Not using a trig function this time, but smaller numbers improve the distance calculation.

In [6]:
from sklearn.preprocessing import StandardScaler
sc = StandardScaler()
x_train = sc.fit_transform(x_train)
x_test = sc.fit_transform(x_test)

## Train the KMeans Cluster model

This relies on the distance between neighbors to form its clusters.
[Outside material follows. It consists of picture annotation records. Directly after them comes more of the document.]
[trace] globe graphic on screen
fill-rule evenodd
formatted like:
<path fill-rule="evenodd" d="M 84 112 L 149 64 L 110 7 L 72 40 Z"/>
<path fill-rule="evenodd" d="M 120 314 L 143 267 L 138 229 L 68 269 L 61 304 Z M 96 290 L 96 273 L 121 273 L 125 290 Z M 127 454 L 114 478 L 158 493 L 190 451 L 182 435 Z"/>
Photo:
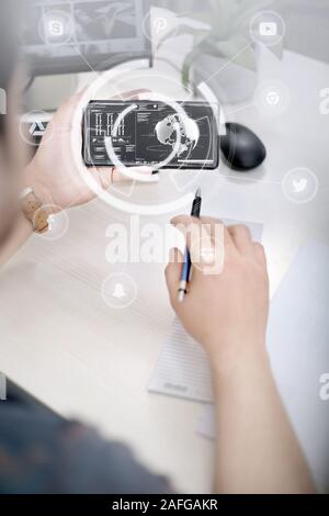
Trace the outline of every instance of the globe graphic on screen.
<path fill-rule="evenodd" d="M 200 138 L 198 125 L 188 115 L 181 115 L 178 113 L 170 114 L 156 125 L 156 135 L 158 141 L 163 145 L 170 145 L 174 148 L 177 142 L 177 130 L 179 130 L 181 136 L 177 155 L 189 155 L 197 145 Z"/>

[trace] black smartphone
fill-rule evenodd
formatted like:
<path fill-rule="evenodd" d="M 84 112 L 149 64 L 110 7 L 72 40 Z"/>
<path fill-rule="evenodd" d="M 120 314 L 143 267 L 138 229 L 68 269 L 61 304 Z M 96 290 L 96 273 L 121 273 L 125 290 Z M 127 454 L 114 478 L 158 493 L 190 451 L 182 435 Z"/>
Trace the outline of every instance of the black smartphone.
<path fill-rule="evenodd" d="M 86 165 L 115 165 L 109 153 L 111 139 L 115 158 L 126 167 L 217 168 L 218 105 L 196 101 L 177 104 L 152 100 L 89 102 L 83 115 Z"/>

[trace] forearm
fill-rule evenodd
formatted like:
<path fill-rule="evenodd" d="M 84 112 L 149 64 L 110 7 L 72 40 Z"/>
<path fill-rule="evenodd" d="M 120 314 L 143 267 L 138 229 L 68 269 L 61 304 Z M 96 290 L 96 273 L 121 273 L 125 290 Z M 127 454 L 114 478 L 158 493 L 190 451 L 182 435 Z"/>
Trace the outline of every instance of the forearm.
<path fill-rule="evenodd" d="M 216 491 L 309 493 L 313 481 L 263 349 L 227 373 L 213 360 Z"/>
<path fill-rule="evenodd" d="M 23 214 L 18 216 L 10 234 L 0 245 L 0 265 L 5 263 L 27 240 L 32 234 L 32 225 Z"/>

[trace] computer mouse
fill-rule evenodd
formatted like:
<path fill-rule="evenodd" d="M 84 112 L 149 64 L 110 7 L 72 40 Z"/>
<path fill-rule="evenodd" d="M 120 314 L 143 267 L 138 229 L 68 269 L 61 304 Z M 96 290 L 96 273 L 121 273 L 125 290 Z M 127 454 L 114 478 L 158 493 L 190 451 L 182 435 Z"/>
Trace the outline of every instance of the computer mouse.
<path fill-rule="evenodd" d="M 228 166 L 243 172 L 259 167 L 266 157 L 260 138 L 245 125 L 227 122 L 225 126 L 226 135 L 220 136 L 219 145 Z"/>

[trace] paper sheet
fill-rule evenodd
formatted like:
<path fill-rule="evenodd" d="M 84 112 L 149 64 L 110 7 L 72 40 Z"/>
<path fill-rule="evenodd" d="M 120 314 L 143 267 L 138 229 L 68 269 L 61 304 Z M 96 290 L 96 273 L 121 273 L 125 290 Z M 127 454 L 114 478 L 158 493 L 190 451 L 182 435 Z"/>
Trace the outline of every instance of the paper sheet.
<path fill-rule="evenodd" d="M 225 224 L 239 224 L 225 220 Z M 262 225 L 248 225 L 254 240 L 260 242 Z M 207 358 L 202 347 L 190 337 L 181 323 L 174 319 L 170 335 L 160 354 L 150 379 L 149 390 L 200 402 L 212 402 L 212 381 Z"/>
<path fill-rule="evenodd" d="M 329 373 L 329 247 L 311 242 L 297 254 L 271 303 L 268 348 L 317 486 L 328 491 L 329 389 L 321 377 Z M 215 438 L 213 405 L 203 408 L 196 431 Z"/>

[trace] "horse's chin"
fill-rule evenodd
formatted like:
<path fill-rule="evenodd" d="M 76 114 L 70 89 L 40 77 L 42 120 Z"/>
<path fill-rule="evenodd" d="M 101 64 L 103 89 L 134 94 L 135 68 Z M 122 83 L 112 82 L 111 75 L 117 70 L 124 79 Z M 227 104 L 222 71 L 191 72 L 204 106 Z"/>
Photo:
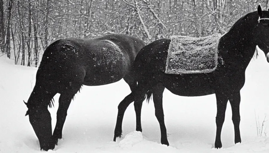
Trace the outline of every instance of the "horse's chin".
<path fill-rule="evenodd" d="M 267 62 L 269 63 L 269 53 L 266 54 L 266 60 L 267 60 Z"/>
<path fill-rule="evenodd" d="M 47 109 L 40 109 L 29 110 L 29 121 L 38 139 L 41 149 L 53 149 L 55 143 L 51 139 L 51 118 L 49 112 Z"/>

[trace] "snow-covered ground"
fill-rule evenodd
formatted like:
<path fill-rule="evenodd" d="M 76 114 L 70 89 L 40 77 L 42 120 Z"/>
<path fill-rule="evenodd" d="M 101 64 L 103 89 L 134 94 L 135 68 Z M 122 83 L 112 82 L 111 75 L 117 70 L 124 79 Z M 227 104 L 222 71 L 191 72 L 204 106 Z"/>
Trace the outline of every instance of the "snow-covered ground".
<path fill-rule="evenodd" d="M 123 135 L 113 141 L 119 102 L 130 92 L 123 80 L 108 85 L 84 86 L 71 103 L 63 132 L 63 138 L 49 152 L 269 152 L 269 121 L 265 136 L 257 136 L 255 112 L 260 124 L 269 119 L 269 63 L 264 54 L 252 59 L 241 90 L 240 123 L 242 143 L 234 144 L 231 113 L 228 104 L 222 133 L 223 148 L 213 148 L 216 108 L 215 95 L 186 97 L 164 93 L 165 121 L 170 146 L 160 144 L 160 130 L 153 103 L 144 102 L 143 132 L 135 129 L 135 113 L 131 104 L 123 120 Z M 24 115 L 26 101 L 35 85 L 37 69 L 15 65 L 0 57 L 0 153 L 40 152 L 37 138 Z M 53 126 L 56 121 L 59 95 L 55 107 L 49 109 Z M 258 119 L 258 117 L 259 119 Z M 42 152 L 43 152 L 42 151 Z"/>

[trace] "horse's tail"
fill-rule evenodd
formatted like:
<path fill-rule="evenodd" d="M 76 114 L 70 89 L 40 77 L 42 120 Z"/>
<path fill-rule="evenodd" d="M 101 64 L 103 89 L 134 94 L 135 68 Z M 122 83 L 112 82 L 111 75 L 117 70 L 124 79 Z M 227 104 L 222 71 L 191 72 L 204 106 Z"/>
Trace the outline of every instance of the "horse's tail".
<path fill-rule="evenodd" d="M 149 103 L 150 102 L 150 100 L 151 97 L 151 95 L 152 95 L 152 91 L 150 90 L 147 93 L 146 95 L 147 95 L 147 102 Z"/>

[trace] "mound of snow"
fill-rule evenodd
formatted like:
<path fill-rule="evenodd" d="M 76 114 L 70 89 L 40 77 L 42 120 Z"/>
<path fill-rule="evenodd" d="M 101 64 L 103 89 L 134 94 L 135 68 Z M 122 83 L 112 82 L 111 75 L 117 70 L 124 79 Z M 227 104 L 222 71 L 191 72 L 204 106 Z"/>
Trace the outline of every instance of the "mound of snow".
<path fill-rule="evenodd" d="M 124 138 L 119 143 L 121 148 L 129 148 L 143 140 L 142 133 L 139 131 L 134 131 L 127 134 Z"/>

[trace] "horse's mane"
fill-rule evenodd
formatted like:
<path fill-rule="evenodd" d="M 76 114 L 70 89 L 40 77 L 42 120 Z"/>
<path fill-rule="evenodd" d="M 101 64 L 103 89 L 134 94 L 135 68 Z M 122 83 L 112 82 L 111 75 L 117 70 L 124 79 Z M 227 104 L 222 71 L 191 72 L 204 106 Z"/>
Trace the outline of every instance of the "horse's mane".
<path fill-rule="evenodd" d="M 244 19 L 246 17 L 246 16 L 248 16 L 248 15 L 251 13 L 249 13 L 247 14 L 246 14 L 245 15 L 241 17 L 239 19 L 237 20 L 237 21 L 236 21 L 235 23 L 234 24 L 234 25 L 233 25 L 232 26 L 231 26 L 231 28 L 230 28 L 230 30 L 229 30 L 229 31 L 227 33 L 228 33 L 230 31 L 231 31 L 232 29 L 233 29 L 235 27 L 237 27 L 237 26 L 241 23 L 241 22 L 243 20 L 243 19 Z"/>

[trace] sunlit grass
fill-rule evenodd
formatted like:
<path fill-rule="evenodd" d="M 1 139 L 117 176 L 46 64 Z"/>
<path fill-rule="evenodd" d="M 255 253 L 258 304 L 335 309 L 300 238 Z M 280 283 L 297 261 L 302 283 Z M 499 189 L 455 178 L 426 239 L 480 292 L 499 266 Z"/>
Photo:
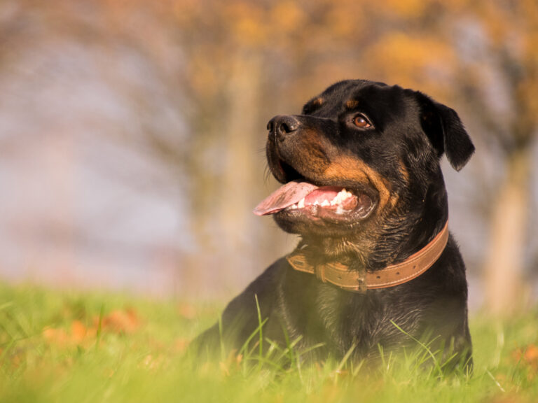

In particular, it uses the distance between the five nearest points across both clusters to make its decision.

In [16]:
from sklearn.neighbors import KNeighborsClassifier
classifier = KNeighborsClassifier(n_neighbors = 5, metric = 'minkowski', p = 2)
classifier.fit(x_train, y_train)

KNeighborsClassifier()

## Predictions and final results

### Get the group of our prediction

In [17]:
print(classifier.predict(sc.transform([[30,87000]])))

[0]


### Compare our prediction clusters with their real clusters

In [18]:
y_pred = classifier.predict(x_test)
print(np.concatenate((y_pred.reshape(len(y_pred),1), y_test.reshape(len(y_test),1)),1))

[[0 0]
 [0 0]
 [0 0]
 [0 0]
 [0 0]
 [0 0]
 [0 0]
 [1 1]
 [0 0]
 [1 0]
 [0 0]
 [0 0]
 [0 0]
 [0 0]
 [0 0]
 [1 0]
 [0 0]
 [0 0]
 [1 1]
 [0 0]
 [0 0]
 [1 1]
 [0 0]
 [1 1]
 [0 0]
 [1 1]
 [0 0]
 [0 0]
 [0 0]
 [1 0]
 [0 0]
 [0 1]
 [1 1]
 [0 0]
 [0 0]
 [0 0]
 [0 0]
 [0 0]
 [0 0]
 [1 1]
 [0 0]
 [0 0]
 [0 0]
 [0 0]
 [1 1]
 [0 0]
 [0 0]
 [1 1]
 [0 0]
 [1 1]
 [1 1]
 [0 0]
 [0 0]
 [1 0]
 [1 1]
 [1 1]
 [0 0]
 [0 0]
 [1 1]
 [0 0]
 [0 0]
 [1 1]
 [0 0]
 [1 1]
 [0 0]
 [1 1]
 [0 0]
 [0 0]
 [0 0]
 [0 0]
 [1 1]
 [0 0]
 [0 0]
 [1 1]
 [0 0]
 [0 0]
 [0 0]
 [0 0]
 [1 1]
 [1 1]]


### Making the Confusion Matrix

The confusion matrix gives us a picture of the accuracy of the model by showing the values of: true positives, false positives, false negatives, and true negatives in a 2x2 matrix.

In [19]:
from sklearn.metrics import confusion_matrix, accuracy_score
cm = confusion_matrix(y_test, y_pred)
print(cm)
accuracy_score(y_test, y_pred)

[[54  4]
 [ 1 21]]


0.9375

## Conclusion

Upon further review we could classify the people who are and are not purchasing cars based on income and age, and adjust our marketing strategy accordingly.